He has also pioneered the development of spectroscopic imaging modes for PFM, allowing visualization of polarization switching on the sub-10 nanometer level and establishing the resolution and contrast transfer mechanisms of domain walls and spectroscopy. Kalinin led the team that pioneered the BE principle for force-based scanning probe microscopes, enabling quantitative capture of probe-material interactions. His multidimensional, multimodal spectroscopies have enabled quantitative studies of polarization dynamics and mechanical effects accompanying switching in ferroelectrics.

Kalinin's work has revealed the critical role of electrochemical phenomena on ferroelectric surfaces and the emergence of chaos and intermittency during domain switching and shape symmetry breaking. His recent work includes the development of the basic theory and phase-field formulation for domain evolution and the exploration of the coupled electrochemical-ferroelectric states.

== Impact on emerging technologies ==
Kalinin's work is relevant to multiple technology areas:

- Quantum information science: atomic-precision placement of dopants and defects.
- Energy materials: improved characterization of batteries, ionic conductors, and functional oxides.
- Electronics and photonics: patterning and characterization of next-generation devices at atomic resolution.
- AI for science: development of closed-loop, self-driving experimental systems.

His technologies have potential applications in accelerated materials discovery, semiconductor device prototyping, and precision manufacturing, with a potential for attracting interest from organizations investing in scientific automation and atomic-scale engineering.

== Publications and patents ==
Kalinin is the author or co-author of hundreds of peer-reviewed papers and holds multiple patents in scanning probe techniques, data-centric discovery methods, and atomically engineered materials. His work is highly cited across fields such as microscopy, materials characterization, and machine learning for physical sciences.

==Awards and honors==

Kalinin has received several notable awards in materials science and microscopy, including national-level research awards and distinctions from professional societies in physics, materials research, and surface science.
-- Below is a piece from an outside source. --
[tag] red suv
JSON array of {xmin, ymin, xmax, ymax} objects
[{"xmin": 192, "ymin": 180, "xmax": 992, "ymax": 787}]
He is a fellow of multiple scientific organizations.

Kalinin's awards and honors include:

- David Adler Lectureship Award for sustained leadership and vision in integrating machine learning methods with physical sciences, particularly in the development of autonomous electron and scanning probe microscopies and applications to nanoscale electromechanics of ferroelectric and energy materials, APS March meeting (2025)
- Peter Duncumb Award for excellence in microanalysis, Microanalysis Society (2024)
- Feynman Prize in Nanotechnology - Experimental category (2022)
- R&D100 Awards (2008, 2010, 2016, 2018, and 2023)
- Blavatnik Award Laureate (2018) and Finalist (2016, 17)
- RMS medal for Scanning Probe Microscopy (2015)
- IEEE-UFFC Ferroelectrics Young Investigator Award in 2010
- Burton Medal of Microscopy Society of America in 2010
- ISIF Young Investigator Award in 2009,
- American Vacuum Society 2008 Peter Mark Memorial Award
- 2003 Ross Coffin Purdy Award and 2009 Robert L. Coble Award for Young Scholars of The American Ceramic Society
- Presidential Early Career Award for Scientists and Engineers (PECASE) in 2009

== Professional service ==
Kalinin serves on editorial boards for leading journals in nanoscience and materials characterization and participates in advisory roles for research programs focused on AI-enabled discovery, electron microscopy innovation, and advanced manufacturing.

He was named a fellow of Royal Society of Chemistry (2024), AAAS (2024), Materials Research Society (2017), Foresight Institute (2017), MRS (2016), AVS (2015), APS (2015), and a senior member (2015) and Fellow (2017) of IEEE.

He is a member of editorial boards for Nanotechnology, Journal of Applied Physics/Applied Physics Letters, and Nature Partner Journal Computational Materials.